PV of derivative that pays $S_T \ln\left(S_T\right)$ at maturity

Question

We have a financial derivative that pays $S_T \ln\left(S_T\right)$ at maturity $t=T$

We assume a Black-Scholes world:

• No arbitrage opportunities.
• No dividend payments from the stock $S_t$.
• Existence of a riskless asset yielding the risk free rate
• Possibility to borrow and lend infinitely at the risk-free rate.
• Possibility to buy and sell infinitely the stock $-$ even fractional amounts.
• No transaction costs.

We also assume that the stock is tradable and that the derivative is attainable $-$ we basically assume we are in the standard pricing setting.

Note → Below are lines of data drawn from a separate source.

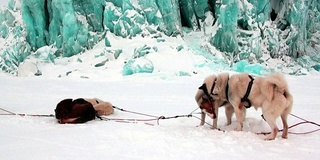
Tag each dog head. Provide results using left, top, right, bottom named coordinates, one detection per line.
left=200, top=98, right=216, bottom=119
left=55, top=98, right=96, bottom=123
left=211, top=73, right=229, bottom=100
left=54, top=99, right=72, bottom=119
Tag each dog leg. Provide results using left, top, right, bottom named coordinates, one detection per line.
left=225, top=104, right=234, bottom=125
left=234, top=103, right=244, bottom=131
left=212, top=102, right=219, bottom=129
left=199, top=111, right=206, bottom=126
left=263, top=113, right=279, bottom=140
left=281, top=109, right=289, bottom=139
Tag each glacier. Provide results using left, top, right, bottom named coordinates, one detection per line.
left=0, top=0, right=320, bottom=76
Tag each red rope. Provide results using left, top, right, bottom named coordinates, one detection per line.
left=0, top=106, right=320, bottom=135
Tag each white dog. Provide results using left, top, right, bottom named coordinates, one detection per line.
left=213, top=73, right=293, bottom=140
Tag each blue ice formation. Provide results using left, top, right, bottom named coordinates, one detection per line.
left=0, top=0, right=320, bottom=75
left=231, top=60, right=266, bottom=75
left=122, top=58, right=154, bottom=76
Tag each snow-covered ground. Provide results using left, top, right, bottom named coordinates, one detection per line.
left=0, top=74, right=320, bottom=160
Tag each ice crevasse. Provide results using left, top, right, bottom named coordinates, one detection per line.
left=0, top=0, right=320, bottom=75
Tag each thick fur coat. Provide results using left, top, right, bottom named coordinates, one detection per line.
left=54, top=98, right=114, bottom=124
left=213, top=73, right=293, bottom=140
left=195, top=75, right=234, bottom=128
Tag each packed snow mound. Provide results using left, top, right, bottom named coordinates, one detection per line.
left=0, top=0, right=320, bottom=75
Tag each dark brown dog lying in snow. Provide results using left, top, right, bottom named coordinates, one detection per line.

What's the present value of this financial derivative at $t=0$ ?

My understanding is that using risk neutral measure to calculate PV of this payoff is rather difficult. We need to change the measure to simplify the calculation.

Answer 1

I assume this is a homework question. You do need to change the measure and price under $Q_s$ rather than $Q$.

$E_{Q}(S_T.\ln(S_T)) = S_t.E_{Q_s}(\ln(S_T))$

Note the SDEs for $dS_t$ and hence $d\ln(S_t)$ now change by virtue of the Girsanov theorem.

In particular $d\ln(S_t) = (r+\frac{\sigma^2}{2})dt + \sigma dW^{Q_s}_t$

Taking the integral then expectation, you should find eventually that

$PV(t) = S_t(\ln(St) + (r+\frac{\sigma^2}{2})(T-t))$